In 2007, he was sold by Nacional, joining Olmedo, where he played 26 games in his first season at the club. Only a season passed when he was sold to Universidad Católica where he went on to score his first goal in Serie A.

In 2009, he became one of the new reinforcements of Deportivo Cuenca to reinforce their defense for their Copa Libertadores 2009 campaign. After a short stint with Deportivo Cuenca, he returned to El Nacional in 2010, where he would spend the next few seasons as a regular starter for the club. On 4 March 2011, Chila scored a brace, including one on a free kick, in a 2–0 victory over Emelec. On 30 November 2011, Chila scored the winning goal in a 1–0 victory over Deportivo Quito at the Estadio Olímpico Atahualpa.

During January 2013, Chila signed with Deportivo Quito. He remained at the club for one year. On 9 December 2013 he signed for Olmedo, re-joining the club as a key signing for the 2014 season.

For the 2015 season Chila joined newly promoted Ecuadorian Serie B club Fuerza Amarilla and helped them gain promotion to the top flight for the first time in the clubs history.

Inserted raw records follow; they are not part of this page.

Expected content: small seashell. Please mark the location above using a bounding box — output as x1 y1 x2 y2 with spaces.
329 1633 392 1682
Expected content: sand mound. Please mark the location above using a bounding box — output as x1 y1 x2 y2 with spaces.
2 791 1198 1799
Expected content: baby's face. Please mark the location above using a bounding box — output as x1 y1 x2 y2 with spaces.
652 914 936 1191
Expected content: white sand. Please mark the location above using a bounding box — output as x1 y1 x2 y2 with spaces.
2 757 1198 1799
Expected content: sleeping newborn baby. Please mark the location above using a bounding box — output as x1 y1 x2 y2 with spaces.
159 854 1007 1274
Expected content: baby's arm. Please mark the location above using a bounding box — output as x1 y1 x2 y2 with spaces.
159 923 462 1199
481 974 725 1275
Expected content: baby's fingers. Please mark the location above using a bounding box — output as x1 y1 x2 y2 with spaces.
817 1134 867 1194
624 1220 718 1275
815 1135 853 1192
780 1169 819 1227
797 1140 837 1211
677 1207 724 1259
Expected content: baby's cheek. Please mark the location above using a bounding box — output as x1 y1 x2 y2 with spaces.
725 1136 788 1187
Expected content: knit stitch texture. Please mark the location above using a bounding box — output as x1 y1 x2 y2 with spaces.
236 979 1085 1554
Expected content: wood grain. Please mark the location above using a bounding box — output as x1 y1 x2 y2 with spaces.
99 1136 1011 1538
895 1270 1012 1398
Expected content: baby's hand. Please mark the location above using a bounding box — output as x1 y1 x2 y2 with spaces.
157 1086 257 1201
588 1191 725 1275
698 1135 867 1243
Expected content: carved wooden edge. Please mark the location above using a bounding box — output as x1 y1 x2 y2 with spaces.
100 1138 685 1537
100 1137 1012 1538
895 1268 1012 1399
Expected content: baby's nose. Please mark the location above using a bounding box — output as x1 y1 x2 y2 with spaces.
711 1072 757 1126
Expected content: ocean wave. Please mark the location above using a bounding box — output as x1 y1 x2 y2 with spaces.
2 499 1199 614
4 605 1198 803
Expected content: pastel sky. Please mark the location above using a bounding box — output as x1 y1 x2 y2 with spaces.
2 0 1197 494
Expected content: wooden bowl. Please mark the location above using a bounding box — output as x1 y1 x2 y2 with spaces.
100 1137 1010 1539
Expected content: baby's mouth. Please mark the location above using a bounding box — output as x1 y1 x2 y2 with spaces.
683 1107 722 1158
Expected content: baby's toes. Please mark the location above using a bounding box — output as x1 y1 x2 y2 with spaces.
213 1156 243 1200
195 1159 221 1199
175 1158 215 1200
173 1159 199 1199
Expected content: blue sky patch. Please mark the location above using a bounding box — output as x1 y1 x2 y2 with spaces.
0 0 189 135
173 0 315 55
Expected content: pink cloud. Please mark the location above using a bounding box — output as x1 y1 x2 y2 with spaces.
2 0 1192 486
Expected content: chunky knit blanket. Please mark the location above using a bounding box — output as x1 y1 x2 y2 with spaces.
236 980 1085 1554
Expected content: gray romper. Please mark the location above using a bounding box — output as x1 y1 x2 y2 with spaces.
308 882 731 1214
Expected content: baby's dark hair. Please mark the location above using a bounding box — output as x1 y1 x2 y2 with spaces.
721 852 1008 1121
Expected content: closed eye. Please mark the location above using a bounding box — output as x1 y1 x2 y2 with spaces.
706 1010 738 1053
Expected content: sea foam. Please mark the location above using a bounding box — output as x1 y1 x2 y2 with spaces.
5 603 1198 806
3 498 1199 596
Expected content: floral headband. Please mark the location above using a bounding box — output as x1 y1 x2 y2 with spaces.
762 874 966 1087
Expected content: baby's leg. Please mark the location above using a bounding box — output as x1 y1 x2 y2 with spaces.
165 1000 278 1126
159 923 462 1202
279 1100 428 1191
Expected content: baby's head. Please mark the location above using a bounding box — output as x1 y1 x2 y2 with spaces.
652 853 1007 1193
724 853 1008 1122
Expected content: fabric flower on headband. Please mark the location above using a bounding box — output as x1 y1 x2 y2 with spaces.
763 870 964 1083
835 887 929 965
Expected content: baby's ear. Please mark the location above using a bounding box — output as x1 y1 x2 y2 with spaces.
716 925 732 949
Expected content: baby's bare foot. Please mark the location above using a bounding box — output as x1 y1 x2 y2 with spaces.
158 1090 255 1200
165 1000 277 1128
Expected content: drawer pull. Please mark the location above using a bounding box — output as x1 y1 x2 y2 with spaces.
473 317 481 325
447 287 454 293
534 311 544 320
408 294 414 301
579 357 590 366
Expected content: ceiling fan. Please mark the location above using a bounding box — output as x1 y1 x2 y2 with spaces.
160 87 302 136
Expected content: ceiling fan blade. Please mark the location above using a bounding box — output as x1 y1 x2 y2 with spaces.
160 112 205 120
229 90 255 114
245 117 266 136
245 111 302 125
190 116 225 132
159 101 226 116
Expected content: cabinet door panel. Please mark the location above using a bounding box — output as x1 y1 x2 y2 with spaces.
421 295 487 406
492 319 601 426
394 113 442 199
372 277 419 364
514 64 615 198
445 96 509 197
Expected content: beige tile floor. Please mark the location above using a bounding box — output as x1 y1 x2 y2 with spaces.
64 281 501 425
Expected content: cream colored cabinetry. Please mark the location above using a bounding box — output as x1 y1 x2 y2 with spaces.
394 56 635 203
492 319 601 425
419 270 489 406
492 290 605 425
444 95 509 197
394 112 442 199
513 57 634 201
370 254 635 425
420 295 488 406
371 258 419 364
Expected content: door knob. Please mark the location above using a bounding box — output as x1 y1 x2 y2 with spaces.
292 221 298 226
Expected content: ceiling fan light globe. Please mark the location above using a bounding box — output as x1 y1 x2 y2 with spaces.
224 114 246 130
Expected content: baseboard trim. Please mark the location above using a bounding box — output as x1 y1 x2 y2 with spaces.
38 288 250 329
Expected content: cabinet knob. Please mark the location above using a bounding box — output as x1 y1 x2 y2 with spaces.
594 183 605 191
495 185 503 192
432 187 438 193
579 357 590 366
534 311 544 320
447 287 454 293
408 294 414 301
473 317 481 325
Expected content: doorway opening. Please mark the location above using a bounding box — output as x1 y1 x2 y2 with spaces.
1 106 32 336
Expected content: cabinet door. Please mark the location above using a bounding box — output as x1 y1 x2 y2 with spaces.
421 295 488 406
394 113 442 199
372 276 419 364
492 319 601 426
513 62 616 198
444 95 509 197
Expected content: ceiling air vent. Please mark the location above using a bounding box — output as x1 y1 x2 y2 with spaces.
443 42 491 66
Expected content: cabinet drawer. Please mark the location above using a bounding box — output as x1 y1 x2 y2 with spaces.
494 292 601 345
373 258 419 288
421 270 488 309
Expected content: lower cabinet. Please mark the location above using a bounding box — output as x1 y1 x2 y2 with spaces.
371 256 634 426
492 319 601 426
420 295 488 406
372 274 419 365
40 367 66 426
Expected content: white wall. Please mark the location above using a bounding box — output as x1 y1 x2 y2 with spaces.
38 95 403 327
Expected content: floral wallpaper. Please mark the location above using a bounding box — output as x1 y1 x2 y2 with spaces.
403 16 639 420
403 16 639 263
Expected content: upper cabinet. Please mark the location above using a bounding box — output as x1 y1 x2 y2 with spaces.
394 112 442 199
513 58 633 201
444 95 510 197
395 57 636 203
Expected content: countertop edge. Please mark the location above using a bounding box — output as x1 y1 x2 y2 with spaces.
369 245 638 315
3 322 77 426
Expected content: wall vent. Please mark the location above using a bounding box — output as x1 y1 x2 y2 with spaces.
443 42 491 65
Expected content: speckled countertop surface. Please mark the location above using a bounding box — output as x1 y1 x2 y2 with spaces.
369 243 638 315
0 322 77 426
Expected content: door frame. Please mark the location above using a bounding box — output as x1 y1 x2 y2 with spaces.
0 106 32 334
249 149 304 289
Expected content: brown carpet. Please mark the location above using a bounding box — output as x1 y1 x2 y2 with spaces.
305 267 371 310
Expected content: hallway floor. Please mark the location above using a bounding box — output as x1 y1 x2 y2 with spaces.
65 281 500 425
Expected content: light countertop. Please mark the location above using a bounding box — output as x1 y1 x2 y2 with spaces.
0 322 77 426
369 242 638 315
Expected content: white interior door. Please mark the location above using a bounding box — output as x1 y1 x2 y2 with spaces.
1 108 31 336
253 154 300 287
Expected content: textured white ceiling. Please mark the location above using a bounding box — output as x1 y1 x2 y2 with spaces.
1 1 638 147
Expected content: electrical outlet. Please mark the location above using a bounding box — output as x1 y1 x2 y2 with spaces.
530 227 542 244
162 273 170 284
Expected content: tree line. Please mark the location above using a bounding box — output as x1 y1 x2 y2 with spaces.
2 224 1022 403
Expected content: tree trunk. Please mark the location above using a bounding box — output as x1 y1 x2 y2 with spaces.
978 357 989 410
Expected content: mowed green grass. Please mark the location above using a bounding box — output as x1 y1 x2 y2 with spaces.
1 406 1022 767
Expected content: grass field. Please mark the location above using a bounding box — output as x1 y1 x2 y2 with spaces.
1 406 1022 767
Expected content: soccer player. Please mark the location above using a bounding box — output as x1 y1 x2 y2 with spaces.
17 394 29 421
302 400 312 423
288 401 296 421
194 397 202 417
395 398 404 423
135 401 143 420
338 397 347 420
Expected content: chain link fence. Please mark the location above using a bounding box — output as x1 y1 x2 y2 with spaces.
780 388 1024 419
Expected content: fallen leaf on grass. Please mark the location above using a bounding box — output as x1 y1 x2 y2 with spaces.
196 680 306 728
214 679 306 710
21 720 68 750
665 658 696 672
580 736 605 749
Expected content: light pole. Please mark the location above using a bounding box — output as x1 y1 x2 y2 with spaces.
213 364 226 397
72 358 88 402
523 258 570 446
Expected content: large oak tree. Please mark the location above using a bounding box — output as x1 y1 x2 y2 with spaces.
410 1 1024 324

In 2016 helped the club to an 8th-place finish in its debut season in the top flight and qualification to the Copa Sudamericana 2017.

In 2019, he was recruited by Ferdinando De Matthaeis to play for Miami United of the National Premier Soccer League, moving abroad for the first time in his career. On 11 February 2021 Chila signed with Morris Elite to play for the club in the 2021 USL League Two season.